ジャイアントセコイアの森(アメリカ・カリフォルニア州)
近年、大規模な山火事が頻繁に発生しているカリフォルニア州では、“世界最大の樹木”といわれるジャイアントセコイアの雄大な森が被害を受けている。もともと、ジャイアントセコイアは山火事の熱によって種子を落とし、さらに枝や葉が焼かれ豊かになった土壌でしか発芽しないという、ユニークな性質。樹齢3200年に及ぶ木もあり、「不死のセコイア」と呼ばれるほど、強い生命力でも知られている。 しかし、近年の山火事は異例の規模で、ジャイアントセコイアの繁殖・再生能力を超えるダメージを与えているのだそう。
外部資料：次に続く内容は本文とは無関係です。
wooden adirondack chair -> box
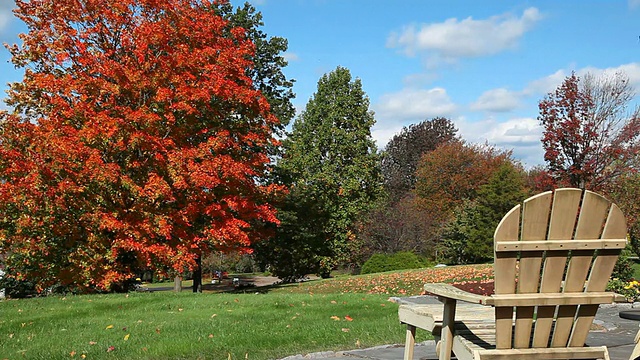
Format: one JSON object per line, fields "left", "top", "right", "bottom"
{"left": 421, "top": 188, "right": 628, "bottom": 360}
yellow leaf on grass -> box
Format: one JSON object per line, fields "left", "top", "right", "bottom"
{"left": 341, "top": 328, "right": 350, "bottom": 332}
{"left": 124, "top": 334, "right": 130, "bottom": 341}
{"left": 330, "top": 316, "right": 340, "bottom": 321}
{"left": 105, "top": 325, "right": 114, "bottom": 330}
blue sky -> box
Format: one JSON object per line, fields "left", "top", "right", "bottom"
{"left": 1, "top": 1, "right": 639, "bottom": 166}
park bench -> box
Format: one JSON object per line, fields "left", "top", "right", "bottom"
{"left": 400, "top": 188, "right": 629, "bottom": 360}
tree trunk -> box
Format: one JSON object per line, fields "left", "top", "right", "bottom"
{"left": 174, "top": 275, "right": 182, "bottom": 292}
{"left": 192, "top": 255, "right": 202, "bottom": 293}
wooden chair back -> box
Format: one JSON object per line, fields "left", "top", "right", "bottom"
{"left": 493, "top": 188, "right": 627, "bottom": 349}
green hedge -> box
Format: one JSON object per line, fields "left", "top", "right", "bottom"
{"left": 360, "top": 252, "right": 426, "bottom": 274}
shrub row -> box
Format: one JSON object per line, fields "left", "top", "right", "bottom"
{"left": 360, "top": 251, "right": 427, "bottom": 274}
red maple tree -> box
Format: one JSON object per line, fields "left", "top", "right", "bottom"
{"left": 538, "top": 72, "right": 640, "bottom": 190}
{"left": 0, "top": 0, "right": 282, "bottom": 291}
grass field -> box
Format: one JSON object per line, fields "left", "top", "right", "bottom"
{"left": 0, "top": 292, "right": 417, "bottom": 360}
{"left": 0, "top": 265, "right": 495, "bottom": 360}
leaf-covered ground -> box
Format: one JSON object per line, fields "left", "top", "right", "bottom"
{"left": 273, "top": 264, "right": 494, "bottom": 296}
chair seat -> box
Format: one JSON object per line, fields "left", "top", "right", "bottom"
{"left": 453, "top": 330, "right": 609, "bottom": 360}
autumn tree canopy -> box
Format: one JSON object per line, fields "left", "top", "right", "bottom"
{"left": 415, "top": 140, "right": 512, "bottom": 222}
{"left": 0, "top": 0, "right": 284, "bottom": 291}
{"left": 381, "top": 117, "right": 457, "bottom": 203}
{"left": 538, "top": 72, "right": 640, "bottom": 190}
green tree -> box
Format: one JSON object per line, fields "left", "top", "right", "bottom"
{"left": 608, "top": 173, "right": 640, "bottom": 256}
{"left": 261, "top": 67, "right": 382, "bottom": 278}
{"left": 217, "top": 2, "right": 295, "bottom": 132}
{"left": 440, "top": 162, "right": 528, "bottom": 264}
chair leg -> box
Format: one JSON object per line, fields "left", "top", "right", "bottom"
{"left": 404, "top": 324, "right": 416, "bottom": 360}
{"left": 439, "top": 299, "right": 456, "bottom": 360}
{"left": 630, "top": 326, "right": 640, "bottom": 360}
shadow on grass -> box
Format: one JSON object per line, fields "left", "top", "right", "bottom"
{"left": 145, "top": 274, "right": 322, "bottom": 295}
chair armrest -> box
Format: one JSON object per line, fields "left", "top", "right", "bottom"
{"left": 424, "top": 283, "right": 492, "bottom": 305}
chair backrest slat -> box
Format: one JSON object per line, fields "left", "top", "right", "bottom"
{"left": 514, "top": 192, "right": 552, "bottom": 348}
{"left": 533, "top": 189, "right": 581, "bottom": 348}
{"left": 493, "top": 205, "right": 520, "bottom": 349}
{"left": 493, "top": 188, "right": 627, "bottom": 351}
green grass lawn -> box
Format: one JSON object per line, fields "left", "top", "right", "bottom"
{"left": 0, "top": 291, "right": 423, "bottom": 360}
{"left": 0, "top": 265, "right": 495, "bottom": 360}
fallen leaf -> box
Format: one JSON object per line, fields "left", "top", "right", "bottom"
{"left": 81, "top": 355, "right": 86, "bottom": 359}
{"left": 330, "top": 300, "right": 337, "bottom": 304}
{"left": 89, "top": 341, "right": 97, "bottom": 345}
{"left": 356, "top": 339, "right": 361, "bottom": 348}
{"left": 106, "top": 346, "right": 115, "bottom": 352}
{"left": 70, "top": 350, "right": 76, "bottom": 357}
{"left": 234, "top": 299, "right": 239, "bottom": 303}
{"left": 210, "top": 314, "right": 217, "bottom": 318}
{"left": 341, "top": 328, "right": 350, "bottom": 332}
{"left": 155, "top": 328, "right": 161, "bottom": 334}
{"left": 178, "top": 308, "right": 183, "bottom": 312}
{"left": 122, "top": 327, "right": 127, "bottom": 331}
{"left": 124, "top": 334, "right": 130, "bottom": 341}
{"left": 9, "top": 333, "right": 14, "bottom": 339}
{"left": 105, "top": 325, "right": 114, "bottom": 330}
{"left": 330, "top": 316, "right": 340, "bottom": 321}
{"left": 208, "top": 334, "right": 214, "bottom": 338}
{"left": 345, "top": 315, "right": 353, "bottom": 321}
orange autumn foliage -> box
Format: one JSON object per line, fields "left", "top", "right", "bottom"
{"left": 0, "top": 0, "right": 282, "bottom": 291}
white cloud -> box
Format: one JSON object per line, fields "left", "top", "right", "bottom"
{"left": 371, "top": 126, "right": 403, "bottom": 149}
{"left": 524, "top": 62, "right": 640, "bottom": 96}
{"left": 524, "top": 69, "right": 567, "bottom": 95}
{"left": 0, "top": 1, "right": 15, "bottom": 33}
{"left": 578, "top": 63, "right": 640, "bottom": 89}
{"left": 371, "top": 87, "right": 457, "bottom": 148}
{"left": 470, "top": 88, "right": 521, "bottom": 112}
{"left": 282, "top": 52, "right": 299, "bottom": 62}
{"left": 485, "top": 117, "right": 542, "bottom": 147}
{"left": 387, "top": 7, "right": 542, "bottom": 62}
{"left": 374, "top": 87, "right": 457, "bottom": 122}
{"left": 457, "top": 117, "right": 544, "bottom": 167}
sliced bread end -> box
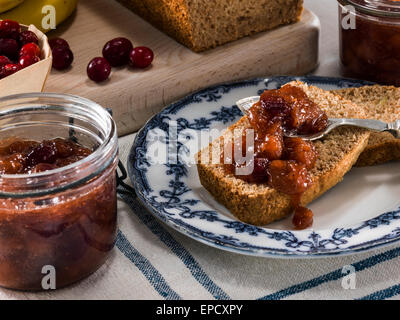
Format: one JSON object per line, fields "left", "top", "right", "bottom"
{"left": 335, "top": 85, "right": 400, "bottom": 167}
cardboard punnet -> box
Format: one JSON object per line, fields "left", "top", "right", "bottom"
{"left": 0, "top": 24, "right": 52, "bottom": 97}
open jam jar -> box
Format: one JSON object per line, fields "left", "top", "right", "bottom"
{"left": 0, "top": 93, "right": 118, "bottom": 290}
{"left": 338, "top": 0, "right": 400, "bottom": 86}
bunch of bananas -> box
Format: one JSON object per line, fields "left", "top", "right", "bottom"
{"left": 0, "top": 0, "right": 78, "bottom": 32}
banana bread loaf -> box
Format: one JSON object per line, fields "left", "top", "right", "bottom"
{"left": 117, "top": 0, "right": 304, "bottom": 52}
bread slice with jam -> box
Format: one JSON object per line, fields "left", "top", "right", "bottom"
{"left": 196, "top": 81, "right": 370, "bottom": 226}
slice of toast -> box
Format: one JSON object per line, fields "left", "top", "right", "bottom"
{"left": 196, "top": 81, "right": 370, "bottom": 226}
{"left": 334, "top": 85, "right": 400, "bottom": 167}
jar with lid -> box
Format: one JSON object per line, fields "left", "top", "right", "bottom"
{"left": 338, "top": 0, "right": 400, "bottom": 85}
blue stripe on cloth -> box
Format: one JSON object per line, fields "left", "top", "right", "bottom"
{"left": 358, "top": 284, "right": 400, "bottom": 300}
{"left": 258, "top": 246, "right": 400, "bottom": 300}
{"left": 118, "top": 189, "right": 231, "bottom": 300}
{"left": 116, "top": 230, "right": 181, "bottom": 300}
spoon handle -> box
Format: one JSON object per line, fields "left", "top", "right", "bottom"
{"left": 328, "top": 118, "right": 389, "bottom": 132}
{"left": 329, "top": 118, "right": 400, "bottom": 138}
{"left": 387, "top": 120, "right": 400, "bottom": 138}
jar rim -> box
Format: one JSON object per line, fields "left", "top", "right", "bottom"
{"left": 0, "top": 92, "right": 118, "bottom": 198}
{"left": 340, "top": 0, "right": 400, "bottom": 17}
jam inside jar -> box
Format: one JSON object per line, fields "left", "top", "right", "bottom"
{"left": 338, "top": 0, "right": 400, "bottom": 86}
{"left": 0, "top": 93, "right": 118, "bottom": 290}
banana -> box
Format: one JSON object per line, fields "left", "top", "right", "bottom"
{"left": 0, "top": 0, "right": 78, "bottom": 33}
{"left": 0, "top": 0, "right": 24, "bottom": 14}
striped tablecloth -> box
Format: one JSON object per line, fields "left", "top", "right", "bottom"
{"left": 1, "top": 133, "right": 400, "bottom": 300}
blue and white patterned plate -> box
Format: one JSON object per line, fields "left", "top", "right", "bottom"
{"left": 128, "top": 76, "right": 400, "bottom": 258}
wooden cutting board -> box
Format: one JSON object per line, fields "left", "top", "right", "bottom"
{"left": 46, "top": 0, "right": 320, "bottom": 136}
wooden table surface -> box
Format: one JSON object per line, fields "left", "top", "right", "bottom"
{"left": 44, "top": 0, "right": 340, "bottom": 136}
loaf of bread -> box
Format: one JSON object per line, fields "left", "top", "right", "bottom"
{"left": 196, "top": 81, "right": 370, "bottom": 226}
{"left": 117, "top": 0, "right": 304, "bottom": 52}
{"left": 334, "top": 85, "right": 400, "bottom": 167}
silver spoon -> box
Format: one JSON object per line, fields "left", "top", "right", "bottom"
{"left": 236, "top": 96, "right": 400, "bottom": 141}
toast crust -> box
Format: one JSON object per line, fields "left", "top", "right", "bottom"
{"left": 353, "top": 133, "right": 400, "bottom": 167}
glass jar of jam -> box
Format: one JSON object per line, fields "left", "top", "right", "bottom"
{"left": 338, "top": 0, "right": 400, "bottom": 85}
{"left": 0, "top": 93, "right": 118, "bottom": 290}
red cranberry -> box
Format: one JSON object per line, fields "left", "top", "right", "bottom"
{"left": 0, "top": 20, "right": 20, "bottom": 40}
{"left": 129, "top": 46, "right": 154, "bottom": 68}
{"left": 87, "top": 57, "right": 111, "bottom": 82}
{"left": 20, "top": 43, "right": 41, "bottom": 57}
{"left": 19, "top": 54, "right": 40, "bottom": 68}
{"left": 26, "top": 141, "right": 57, "bottom": 166}
{"left": 52, "top": 46, "right": 74, "bottom": 70}
{"left": 0, "top": 55, "right": 11, "bottom": 67}
{"left": 48, "top": 37, "right": 70, "bottom": 50}
{"left": 244, "top": 158, "right": 270, "bottom": 183}
{"left": 297, "top": 110, "right": 328, "bottom": 135}
{"left": 18, "top": 31, "right": 39, "bottom": 46}
{"left": 102, "top": 37, "right": 133, "bottom": 67}
{"left": 1, "top": 63, "right": 21, "bottom": 78}
{"left": 260, "top": 95, "right": 291, "bottom": 119}
{"left": 0, "top": 38, "right": 19, "bottom": 59}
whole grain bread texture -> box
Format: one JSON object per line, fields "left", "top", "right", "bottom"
{"left": 334, "top": 85, "right": 400, "bottom": 167}
{"left": 117, "top": 0, "right": 304, "bottom": 52}
{"left": 196, "top": 81, "right": 370, "bottom": 226}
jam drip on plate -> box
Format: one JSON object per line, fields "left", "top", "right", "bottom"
{"left": 223, "top": 85, "right": 328, "bottom": 229}
{"left": 0, "top": 137, "right": 92, "bottom": 174}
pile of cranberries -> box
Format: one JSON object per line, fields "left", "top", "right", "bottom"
{"left": 48, "top": 36, "right": 154, "bottom": 83}
{"left": 0, "top": 19, "right": 42, "bottom": 79}
{"left": 87, "top": 37, "right": 154, "bottom": 82}
{"left": 0, "top": 21, "right": 154, "bottom": 84}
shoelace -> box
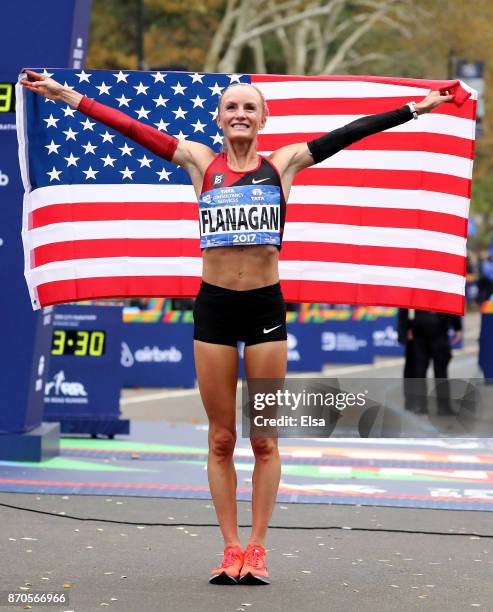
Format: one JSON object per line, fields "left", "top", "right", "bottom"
{"left": 245, "top": 546, "right": 264, "bottom": 569}
{"left": 221, "top": 548, "right": 241, "bottom": 568}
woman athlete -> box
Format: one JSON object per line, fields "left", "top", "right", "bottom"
{"left": 21, "top": 70, "right": 452, "bottom": 585}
米国立公園局(NPS)によれば、2020年と2021年の火災により、世界の13~19%のジャイアントセコイアが焼失したという。これほどまでに山火事が深刻化している原因のひとつが、気候変動と考えられている。気温上昇や湿度の低下は、山火事のリスクを高めるだけでなく、自然鎮火を難しくさせてしまうのだ。 セコイア&キングスキャニオン国立公園の管理者であるクレイ・ジョーダン氏は、「火災で失われたジャイアントセコイアの数は前代未聞」であり、「気候変動が、気温上昇と干ばつを招き、火災が起きやすい期間を長くしているのです。森林へのこうした新たな脅威に対抗するためには、機関を越えて連携する必要があります」と語っている。
アイスケーブ(アイスランド)
氷や雪の絶景が多く見られるアイスランド。なかでも、氷河の内部に自然にできるアイスケーブ(氷の洞窟)は、鮮やかなブルーが幻想的で、冬季限定の絶景スポットとして観光客からも人気。地熱や外気温で溶けた水が氷河の下を流れることで空洞を生み、気温が下がる冬にその流れが止まると、このような氷のトンネルとなるのだそう。 代表的なのは、アイスランド最大の氷河といわれるヴァトナヨークトル氷河内にできる、スーパーブルーの「クリスタル・ケーブ」。氷河は密度が高く、青以外の色をすべて吸収するため、美しいブルーに見えるのだとか。 しかし、気候変動により氷河の消失が進めば、この迫力あるアイスケーブも見られなくなってしまうかもしれない。世界中の氷河が縮小していることが指摘されているように、アイスランドの氷河も温暖化により徐々に失われている。アイスランド大学の氷河学者たちの研究では、2008年時点で「主要な氷帽は半世紀以内に現在の体積の25%から35%を失い、150~200年後には山頂部分の小さな氷河だけしか残らない」と試算。さらに、「2000年代に入ってからすでに、750平方キロメートル以上の氷河が失われた」という報告もなされている。